La conmemoración de Diomedes Díaz en Valledupar volvió a reunir a fanáticos, familiares y amigos del Cacique de La Junta en el cementerio Jardines Ecce Homo, donde entre mariachis, flores, canciones, anécdotas y una misa se recordó el aniversario de su natalicio. El artista, nacido el 26 de mayo de 1957 en La Junta, La Guajira, habría cumplido 69 años en 2026 y sigue siendo una figura central de la cultura vallenata.
Conmemoración de Diomedes Díaz en Valledupar
Valledupar volvió a vivir una jornada cargada de nostalgia, música y devoción popular alrededor de Diomedes Díaz Maestre. Como ocurre cada 26 de mayo, seguidores del artista llegaron hasta el cementerio Jardines Ecce Homo para rendir homenaje al cantante que convirtió su vida en canciones y su historia en una especie de mito dentro del vallenato.

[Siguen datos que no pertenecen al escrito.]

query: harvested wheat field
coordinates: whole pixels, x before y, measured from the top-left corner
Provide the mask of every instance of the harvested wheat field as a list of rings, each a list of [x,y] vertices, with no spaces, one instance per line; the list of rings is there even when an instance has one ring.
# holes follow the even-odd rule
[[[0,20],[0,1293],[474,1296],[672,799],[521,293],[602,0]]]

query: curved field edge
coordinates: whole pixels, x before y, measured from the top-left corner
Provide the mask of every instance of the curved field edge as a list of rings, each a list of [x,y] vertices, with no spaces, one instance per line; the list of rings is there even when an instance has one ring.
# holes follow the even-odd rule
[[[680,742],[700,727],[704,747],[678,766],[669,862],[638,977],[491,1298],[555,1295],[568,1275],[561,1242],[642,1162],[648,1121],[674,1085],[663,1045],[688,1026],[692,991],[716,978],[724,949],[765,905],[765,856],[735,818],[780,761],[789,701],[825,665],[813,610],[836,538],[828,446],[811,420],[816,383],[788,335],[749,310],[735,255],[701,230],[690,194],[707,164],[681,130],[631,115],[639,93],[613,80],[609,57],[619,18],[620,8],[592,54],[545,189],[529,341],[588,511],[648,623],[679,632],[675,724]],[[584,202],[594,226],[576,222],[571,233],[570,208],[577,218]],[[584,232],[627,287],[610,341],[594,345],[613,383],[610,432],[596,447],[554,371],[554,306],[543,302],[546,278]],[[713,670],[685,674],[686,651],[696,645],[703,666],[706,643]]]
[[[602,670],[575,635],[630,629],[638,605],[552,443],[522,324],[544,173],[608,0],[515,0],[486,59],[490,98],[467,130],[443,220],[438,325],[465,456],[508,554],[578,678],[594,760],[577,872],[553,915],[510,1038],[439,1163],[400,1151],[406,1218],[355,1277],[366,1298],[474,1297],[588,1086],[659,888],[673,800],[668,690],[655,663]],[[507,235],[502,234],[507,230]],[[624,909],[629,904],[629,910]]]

La tumba del Cacique de La Junta fue adornada con flores amarillas, blancas y moradas, mientras fanáticos buscaban un espacio para acercarse, cantar, tomar fotografías y recordar al artista que marcó varias generaciones. En medio del homenaje también se ofició una misa, como parte del ritual familiar y popular que cada año revive la memoria del cantante.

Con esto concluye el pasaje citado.